In the United States, each new piece of quality, dedicated bicycle infrastructure is a victory for advocates and planners working to carve out safe, efficient space in which bicyclists can travel. In Amsterdam, where bicycle infrastructure has been a centerpiece of planning for decades, traffic engineers have been experimenting with removing infrastructure in service of that same goal.
The Netherlands’ capital isn’t about to do away with its nearly 500 miles of bike paths and lanes, but it is, in certain cases, experimenting with taking out protective barriers and other traffic controls to improve flow and speed for its hundreds of thousands of daily bicyclists.
In Alexanderplein, a busy intersection near the city center, engineers went so far as to remove traffic lights for all transportation modes.
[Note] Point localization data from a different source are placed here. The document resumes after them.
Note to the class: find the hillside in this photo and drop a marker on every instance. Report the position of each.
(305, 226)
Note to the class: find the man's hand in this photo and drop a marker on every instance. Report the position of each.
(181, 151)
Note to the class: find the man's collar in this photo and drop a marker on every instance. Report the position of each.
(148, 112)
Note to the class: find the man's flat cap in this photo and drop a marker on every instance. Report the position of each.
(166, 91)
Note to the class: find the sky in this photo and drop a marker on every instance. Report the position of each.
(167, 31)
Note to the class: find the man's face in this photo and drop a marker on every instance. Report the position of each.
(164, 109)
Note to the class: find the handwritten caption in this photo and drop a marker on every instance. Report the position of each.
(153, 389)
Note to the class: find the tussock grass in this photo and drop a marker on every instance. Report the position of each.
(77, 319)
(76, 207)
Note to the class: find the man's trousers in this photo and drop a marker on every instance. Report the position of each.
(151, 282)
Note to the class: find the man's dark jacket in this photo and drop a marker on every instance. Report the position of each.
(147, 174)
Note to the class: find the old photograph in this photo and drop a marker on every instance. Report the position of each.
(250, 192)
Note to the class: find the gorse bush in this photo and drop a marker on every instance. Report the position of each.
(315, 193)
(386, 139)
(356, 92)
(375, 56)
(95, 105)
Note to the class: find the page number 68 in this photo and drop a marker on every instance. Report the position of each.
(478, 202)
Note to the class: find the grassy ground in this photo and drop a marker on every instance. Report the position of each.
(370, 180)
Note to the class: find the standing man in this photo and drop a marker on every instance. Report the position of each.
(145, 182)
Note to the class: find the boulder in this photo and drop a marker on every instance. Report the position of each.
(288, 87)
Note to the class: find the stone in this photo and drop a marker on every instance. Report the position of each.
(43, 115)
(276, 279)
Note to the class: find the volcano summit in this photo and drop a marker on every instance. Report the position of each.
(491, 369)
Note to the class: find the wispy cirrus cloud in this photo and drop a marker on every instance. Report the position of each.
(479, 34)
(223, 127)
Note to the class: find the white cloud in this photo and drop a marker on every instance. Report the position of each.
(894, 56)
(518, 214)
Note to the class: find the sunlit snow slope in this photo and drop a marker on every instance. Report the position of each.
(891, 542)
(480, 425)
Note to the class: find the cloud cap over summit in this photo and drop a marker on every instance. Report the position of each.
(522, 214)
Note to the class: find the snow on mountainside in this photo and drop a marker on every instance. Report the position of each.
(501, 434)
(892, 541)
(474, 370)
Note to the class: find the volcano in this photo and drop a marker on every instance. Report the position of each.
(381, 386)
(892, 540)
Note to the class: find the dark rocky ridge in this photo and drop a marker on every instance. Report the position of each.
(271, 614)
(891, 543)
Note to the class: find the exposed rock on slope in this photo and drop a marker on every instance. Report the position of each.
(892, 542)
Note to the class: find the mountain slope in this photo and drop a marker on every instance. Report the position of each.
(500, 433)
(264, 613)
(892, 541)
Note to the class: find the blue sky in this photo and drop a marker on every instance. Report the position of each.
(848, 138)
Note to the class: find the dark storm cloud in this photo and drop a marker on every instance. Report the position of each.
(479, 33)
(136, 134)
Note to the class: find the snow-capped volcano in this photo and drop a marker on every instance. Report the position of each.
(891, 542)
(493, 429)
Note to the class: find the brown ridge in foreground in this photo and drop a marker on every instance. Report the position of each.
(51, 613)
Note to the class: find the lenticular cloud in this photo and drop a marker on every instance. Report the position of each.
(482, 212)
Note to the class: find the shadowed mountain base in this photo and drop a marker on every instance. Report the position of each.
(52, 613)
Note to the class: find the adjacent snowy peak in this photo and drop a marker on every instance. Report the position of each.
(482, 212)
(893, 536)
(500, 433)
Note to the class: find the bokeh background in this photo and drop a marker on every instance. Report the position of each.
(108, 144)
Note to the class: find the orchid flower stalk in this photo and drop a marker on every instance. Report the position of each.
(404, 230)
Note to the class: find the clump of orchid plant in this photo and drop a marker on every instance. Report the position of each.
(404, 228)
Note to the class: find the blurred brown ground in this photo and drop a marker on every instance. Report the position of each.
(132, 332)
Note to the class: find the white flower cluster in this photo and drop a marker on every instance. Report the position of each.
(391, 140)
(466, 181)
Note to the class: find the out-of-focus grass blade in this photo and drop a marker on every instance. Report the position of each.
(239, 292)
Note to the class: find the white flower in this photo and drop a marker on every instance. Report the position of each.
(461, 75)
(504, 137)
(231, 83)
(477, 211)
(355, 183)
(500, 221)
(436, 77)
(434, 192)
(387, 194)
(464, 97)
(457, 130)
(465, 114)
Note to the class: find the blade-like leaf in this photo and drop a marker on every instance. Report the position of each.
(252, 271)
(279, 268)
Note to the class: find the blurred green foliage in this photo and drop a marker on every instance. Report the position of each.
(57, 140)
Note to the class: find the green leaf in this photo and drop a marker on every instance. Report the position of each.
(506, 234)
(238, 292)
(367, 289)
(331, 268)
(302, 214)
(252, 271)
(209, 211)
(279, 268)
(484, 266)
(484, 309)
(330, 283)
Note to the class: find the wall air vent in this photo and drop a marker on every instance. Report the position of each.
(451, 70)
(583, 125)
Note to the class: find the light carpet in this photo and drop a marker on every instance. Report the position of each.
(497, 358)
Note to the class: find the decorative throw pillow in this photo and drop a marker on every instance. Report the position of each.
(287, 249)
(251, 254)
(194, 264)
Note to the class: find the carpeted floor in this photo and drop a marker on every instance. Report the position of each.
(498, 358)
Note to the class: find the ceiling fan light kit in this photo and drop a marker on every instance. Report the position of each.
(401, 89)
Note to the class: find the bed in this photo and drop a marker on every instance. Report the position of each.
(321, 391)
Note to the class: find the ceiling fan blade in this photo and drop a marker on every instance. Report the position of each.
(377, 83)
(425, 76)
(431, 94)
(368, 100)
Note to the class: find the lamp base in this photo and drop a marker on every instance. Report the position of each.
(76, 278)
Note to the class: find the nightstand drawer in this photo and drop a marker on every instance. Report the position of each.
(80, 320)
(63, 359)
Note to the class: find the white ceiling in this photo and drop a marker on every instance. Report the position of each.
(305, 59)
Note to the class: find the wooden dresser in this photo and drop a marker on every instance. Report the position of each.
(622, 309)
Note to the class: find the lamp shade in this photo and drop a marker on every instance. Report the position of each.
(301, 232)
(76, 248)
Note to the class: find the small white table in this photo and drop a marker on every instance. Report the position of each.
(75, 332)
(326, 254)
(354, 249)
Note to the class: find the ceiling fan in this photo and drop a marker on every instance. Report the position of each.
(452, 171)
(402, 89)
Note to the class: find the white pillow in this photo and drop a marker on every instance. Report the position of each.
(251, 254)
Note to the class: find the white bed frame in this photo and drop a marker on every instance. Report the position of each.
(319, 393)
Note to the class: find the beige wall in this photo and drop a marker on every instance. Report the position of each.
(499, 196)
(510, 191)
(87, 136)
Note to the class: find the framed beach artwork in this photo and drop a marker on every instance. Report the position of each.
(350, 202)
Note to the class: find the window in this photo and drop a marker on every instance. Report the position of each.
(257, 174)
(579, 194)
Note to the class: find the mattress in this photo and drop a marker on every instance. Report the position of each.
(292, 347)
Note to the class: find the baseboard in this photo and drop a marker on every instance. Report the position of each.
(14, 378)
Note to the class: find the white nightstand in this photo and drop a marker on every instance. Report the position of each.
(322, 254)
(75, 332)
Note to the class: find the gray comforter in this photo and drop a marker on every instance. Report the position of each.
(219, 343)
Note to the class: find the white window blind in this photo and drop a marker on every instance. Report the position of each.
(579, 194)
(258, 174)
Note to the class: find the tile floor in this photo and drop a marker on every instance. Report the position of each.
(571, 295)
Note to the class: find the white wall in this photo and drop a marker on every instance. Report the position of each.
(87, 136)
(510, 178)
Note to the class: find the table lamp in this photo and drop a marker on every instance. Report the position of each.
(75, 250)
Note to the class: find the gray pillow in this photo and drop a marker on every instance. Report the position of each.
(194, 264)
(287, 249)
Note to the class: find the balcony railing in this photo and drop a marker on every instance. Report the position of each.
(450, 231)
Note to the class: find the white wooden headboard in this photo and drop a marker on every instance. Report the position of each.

The pilot project was successful enough that it led to permanent removal of the lights and plans for similar treatment at other busy intersections.
The Alexanderplein pilot grew out of the city’s 2012-2016 mobility plan. With nearly 70 percent of trips in the center city being taken by bicycle, bike traffic was getting jammed up at intersections. The city identified spot changes that would improve bicycle traffic flow on the busiest bicycle routes where up to 40,000 bicyclists rode each day. According to Meredith Glaser, a researcher at the University of Amsterdam’s Urban Cycling Institute, the Alexanderplein intersection was seeing upward of 6,000 bicyclists an hour at peak times. It also has cars, streetcars and pedestrian crossings.
“In the end, traffic light infrastructure is an infrastructure for cars, not an infrastructure for people on bikes and people walking,” says Glaser. “In locations with high levels of people on bikes and people walking, traffic lights maybe aren’t appropriate.”
Because so many bicyclists were passing through the intersection, red lights would lead to big backups of bicycle traffic and long delays. City traffic engineers postulated that eliminating traffic lights would actually speed things up for everyone. After eight months of planning and negotiations among city officials, the transportation department, the transit agency, cycling advocates and accessibility advocates, the city was ready to flip the switch. In May 2016, they shut off the traffic lights.